D’après les autorités, le meurtrier
portait encore deux pistolets, un fusil à pompe, et de nombreuses
munitions lorsque, à l’approche de la police, il retourna son
arme contre lui-même, mettant fin au carnage d’une seconde salle
de classe dans lequel il venait de se lancer.
Pour insupportable qu’il soit en lui-même,
ce massacre, le second le plus meurtrier de l’histoire des
États-Unis, n’est en outre que le dernier d’une longue
série.
Début Août 2012, un suprémaciste fit
irruption dans un temple sikh du Wisconsin où il mit à mort six
personnes, et en blessa quatre autres.
Fin Juillet 2012, un jeune homme de 25 ans prit
d’assaut un cinéma, jetant des grenades lacrymogènes et
ouvrant le feu avec de multiples armes.
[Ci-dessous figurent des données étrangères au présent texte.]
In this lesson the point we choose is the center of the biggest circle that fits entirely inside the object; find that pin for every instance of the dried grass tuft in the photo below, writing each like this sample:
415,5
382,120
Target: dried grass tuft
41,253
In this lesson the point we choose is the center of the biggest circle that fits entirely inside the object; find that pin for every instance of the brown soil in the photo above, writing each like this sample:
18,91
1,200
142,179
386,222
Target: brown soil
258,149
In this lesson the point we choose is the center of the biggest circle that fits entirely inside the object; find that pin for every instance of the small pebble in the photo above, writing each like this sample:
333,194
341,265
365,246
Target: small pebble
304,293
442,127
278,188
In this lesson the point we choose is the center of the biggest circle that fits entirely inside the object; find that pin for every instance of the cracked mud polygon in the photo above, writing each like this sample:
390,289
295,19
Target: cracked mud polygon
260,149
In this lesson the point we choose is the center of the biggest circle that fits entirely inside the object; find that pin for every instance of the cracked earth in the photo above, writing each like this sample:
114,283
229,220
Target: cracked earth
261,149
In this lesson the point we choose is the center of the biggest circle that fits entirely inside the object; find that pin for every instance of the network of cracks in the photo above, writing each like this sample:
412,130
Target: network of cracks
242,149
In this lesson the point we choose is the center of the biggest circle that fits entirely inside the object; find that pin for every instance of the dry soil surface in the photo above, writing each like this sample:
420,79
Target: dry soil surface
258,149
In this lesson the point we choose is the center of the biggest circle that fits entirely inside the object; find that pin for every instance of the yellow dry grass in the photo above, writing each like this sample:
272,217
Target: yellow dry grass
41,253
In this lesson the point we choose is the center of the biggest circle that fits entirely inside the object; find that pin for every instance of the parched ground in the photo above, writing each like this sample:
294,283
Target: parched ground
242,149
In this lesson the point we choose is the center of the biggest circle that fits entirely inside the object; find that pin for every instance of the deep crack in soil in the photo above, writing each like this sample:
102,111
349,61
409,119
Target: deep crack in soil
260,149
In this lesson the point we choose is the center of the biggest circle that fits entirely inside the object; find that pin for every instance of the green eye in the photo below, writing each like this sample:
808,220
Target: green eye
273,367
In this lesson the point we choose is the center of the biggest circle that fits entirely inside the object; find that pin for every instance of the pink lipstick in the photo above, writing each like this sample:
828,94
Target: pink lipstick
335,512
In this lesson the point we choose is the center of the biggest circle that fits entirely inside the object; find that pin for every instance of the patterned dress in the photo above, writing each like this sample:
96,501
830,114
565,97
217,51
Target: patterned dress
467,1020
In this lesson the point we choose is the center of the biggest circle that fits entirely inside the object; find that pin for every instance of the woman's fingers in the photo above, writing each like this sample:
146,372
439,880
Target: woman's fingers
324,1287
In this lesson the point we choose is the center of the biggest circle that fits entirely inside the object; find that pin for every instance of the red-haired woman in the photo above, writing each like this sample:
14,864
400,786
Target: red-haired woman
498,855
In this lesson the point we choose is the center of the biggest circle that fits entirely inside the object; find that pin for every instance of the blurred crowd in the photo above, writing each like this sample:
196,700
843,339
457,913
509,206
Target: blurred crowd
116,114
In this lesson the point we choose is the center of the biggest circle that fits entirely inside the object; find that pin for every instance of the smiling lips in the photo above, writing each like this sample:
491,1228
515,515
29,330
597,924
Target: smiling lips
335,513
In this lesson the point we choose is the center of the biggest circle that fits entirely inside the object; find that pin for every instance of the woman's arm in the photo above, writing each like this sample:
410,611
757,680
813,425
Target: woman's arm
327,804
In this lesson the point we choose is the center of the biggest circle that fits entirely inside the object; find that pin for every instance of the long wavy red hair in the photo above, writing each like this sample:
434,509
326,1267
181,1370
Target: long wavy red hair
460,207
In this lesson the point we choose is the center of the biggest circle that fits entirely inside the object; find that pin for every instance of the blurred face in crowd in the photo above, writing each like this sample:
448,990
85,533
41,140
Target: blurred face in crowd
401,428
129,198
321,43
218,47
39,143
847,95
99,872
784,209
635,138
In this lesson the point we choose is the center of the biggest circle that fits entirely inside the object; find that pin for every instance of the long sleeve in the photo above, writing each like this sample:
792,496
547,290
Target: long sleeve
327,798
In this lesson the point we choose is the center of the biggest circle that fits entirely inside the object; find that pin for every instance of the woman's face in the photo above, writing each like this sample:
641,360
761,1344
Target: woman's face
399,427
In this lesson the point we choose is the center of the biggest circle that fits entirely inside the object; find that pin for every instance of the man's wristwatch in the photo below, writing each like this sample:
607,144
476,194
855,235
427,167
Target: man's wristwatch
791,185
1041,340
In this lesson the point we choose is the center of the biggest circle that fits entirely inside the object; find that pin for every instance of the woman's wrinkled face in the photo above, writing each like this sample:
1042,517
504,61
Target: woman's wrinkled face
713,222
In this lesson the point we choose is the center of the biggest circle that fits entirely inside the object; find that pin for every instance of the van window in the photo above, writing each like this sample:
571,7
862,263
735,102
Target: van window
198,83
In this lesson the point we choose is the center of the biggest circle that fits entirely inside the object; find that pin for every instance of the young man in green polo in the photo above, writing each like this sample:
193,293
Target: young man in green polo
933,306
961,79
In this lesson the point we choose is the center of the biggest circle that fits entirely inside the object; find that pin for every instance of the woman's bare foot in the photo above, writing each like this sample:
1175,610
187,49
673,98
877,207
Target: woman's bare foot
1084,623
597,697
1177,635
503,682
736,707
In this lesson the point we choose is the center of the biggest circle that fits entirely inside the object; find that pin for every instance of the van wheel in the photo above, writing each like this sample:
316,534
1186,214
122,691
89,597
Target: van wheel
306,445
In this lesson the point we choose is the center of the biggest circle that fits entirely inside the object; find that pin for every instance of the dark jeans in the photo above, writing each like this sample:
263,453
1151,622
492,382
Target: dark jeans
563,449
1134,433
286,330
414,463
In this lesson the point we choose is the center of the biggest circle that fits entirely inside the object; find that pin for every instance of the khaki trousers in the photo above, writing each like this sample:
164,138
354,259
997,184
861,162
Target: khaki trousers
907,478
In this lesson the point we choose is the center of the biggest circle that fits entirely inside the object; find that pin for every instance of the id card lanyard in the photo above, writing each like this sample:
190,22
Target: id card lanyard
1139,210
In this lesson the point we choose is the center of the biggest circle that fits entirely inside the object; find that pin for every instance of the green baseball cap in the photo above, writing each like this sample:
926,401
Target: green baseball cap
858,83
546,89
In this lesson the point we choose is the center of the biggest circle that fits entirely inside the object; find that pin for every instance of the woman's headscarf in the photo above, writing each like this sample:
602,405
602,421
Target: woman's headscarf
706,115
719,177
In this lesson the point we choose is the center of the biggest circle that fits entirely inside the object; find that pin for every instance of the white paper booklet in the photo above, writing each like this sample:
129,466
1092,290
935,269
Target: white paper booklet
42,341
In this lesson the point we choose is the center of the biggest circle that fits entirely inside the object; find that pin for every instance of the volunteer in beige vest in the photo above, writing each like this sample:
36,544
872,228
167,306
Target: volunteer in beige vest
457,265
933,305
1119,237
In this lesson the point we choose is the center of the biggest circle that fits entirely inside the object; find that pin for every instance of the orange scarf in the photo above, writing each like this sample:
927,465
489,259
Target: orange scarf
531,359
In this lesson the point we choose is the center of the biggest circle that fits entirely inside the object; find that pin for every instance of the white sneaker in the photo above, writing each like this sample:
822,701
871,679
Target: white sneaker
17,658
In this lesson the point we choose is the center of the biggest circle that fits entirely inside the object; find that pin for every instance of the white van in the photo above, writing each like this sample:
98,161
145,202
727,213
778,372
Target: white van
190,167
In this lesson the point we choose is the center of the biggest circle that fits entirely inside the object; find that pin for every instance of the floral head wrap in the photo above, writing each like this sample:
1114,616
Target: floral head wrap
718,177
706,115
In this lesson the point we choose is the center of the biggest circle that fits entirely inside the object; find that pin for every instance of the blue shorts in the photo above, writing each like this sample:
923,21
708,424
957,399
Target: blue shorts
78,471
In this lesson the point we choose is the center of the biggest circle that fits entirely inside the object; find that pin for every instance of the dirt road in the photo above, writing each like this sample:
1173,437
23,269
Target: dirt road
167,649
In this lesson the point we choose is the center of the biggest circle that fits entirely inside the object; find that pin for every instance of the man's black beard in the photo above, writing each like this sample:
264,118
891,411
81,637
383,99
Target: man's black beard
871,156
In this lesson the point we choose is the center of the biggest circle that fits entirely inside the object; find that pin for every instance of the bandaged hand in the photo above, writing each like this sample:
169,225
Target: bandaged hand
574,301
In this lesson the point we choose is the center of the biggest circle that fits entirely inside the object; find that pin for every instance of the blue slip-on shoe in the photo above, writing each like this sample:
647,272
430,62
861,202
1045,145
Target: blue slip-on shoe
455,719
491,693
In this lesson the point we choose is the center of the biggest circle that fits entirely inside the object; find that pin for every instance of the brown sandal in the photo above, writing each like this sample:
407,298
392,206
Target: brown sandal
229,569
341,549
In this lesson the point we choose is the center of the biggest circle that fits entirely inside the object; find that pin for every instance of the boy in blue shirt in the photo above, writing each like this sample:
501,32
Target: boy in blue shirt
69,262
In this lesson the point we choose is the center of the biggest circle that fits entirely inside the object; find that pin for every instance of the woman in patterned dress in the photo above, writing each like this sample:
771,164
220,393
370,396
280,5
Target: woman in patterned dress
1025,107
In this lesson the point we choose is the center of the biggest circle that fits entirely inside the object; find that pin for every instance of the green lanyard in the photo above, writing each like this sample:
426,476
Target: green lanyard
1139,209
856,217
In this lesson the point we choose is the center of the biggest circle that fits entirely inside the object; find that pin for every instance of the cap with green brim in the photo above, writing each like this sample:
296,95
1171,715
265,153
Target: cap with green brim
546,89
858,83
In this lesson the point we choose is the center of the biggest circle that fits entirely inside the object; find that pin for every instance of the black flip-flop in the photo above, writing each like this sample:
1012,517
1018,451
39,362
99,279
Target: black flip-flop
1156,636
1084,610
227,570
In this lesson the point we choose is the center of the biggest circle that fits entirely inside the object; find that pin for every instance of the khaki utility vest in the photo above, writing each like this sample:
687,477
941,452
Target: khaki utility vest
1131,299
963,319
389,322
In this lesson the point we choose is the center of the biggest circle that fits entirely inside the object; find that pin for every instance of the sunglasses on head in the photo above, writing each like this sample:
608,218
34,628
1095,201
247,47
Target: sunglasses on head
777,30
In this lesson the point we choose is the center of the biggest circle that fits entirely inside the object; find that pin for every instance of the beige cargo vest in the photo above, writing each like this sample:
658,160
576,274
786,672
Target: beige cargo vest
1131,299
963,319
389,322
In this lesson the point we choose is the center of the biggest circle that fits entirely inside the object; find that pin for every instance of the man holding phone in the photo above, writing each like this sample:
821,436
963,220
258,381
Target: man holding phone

Douze personnes perdirent la vie, et
58 furent blessées.
La liste continue, avec la terrible
régularité d’une suite de données statistiques :
Avril 2012, Oikos University, Oakland, Californie :
7 morts.
Mars 2012, Episcopal High School, Jacksonville,
Florida : un mort.
Février 2012, Chardon High School, Chardon,
Ohio : 3 morts, 6 blessés.
Tout cela en une année.
Devant de tels drames, et plus encore devant leur
multiplication, nombreux sont ceux qui refusent de parler
d’ « événements tragiques. »
Il ne s’agirait pas simplement
d’ « événements » (ce qui
sous-entend un phénomène d’autant plus marquant
qu’il est isolé), mais bel et bien d’effets
réguliers de causes claires et déterminées.
Il ne s’agirait pas de
« tragédies » (ce qui sous-entend une
malédiction, fatalité aussi malheureuse
qu’inévitable), mais bel et bien de conséquences de
choix, ou plutôt d’absences de décisions politiques.
Le problème, en effet, serait évidemment
le « droit de détenir et de porter des armes »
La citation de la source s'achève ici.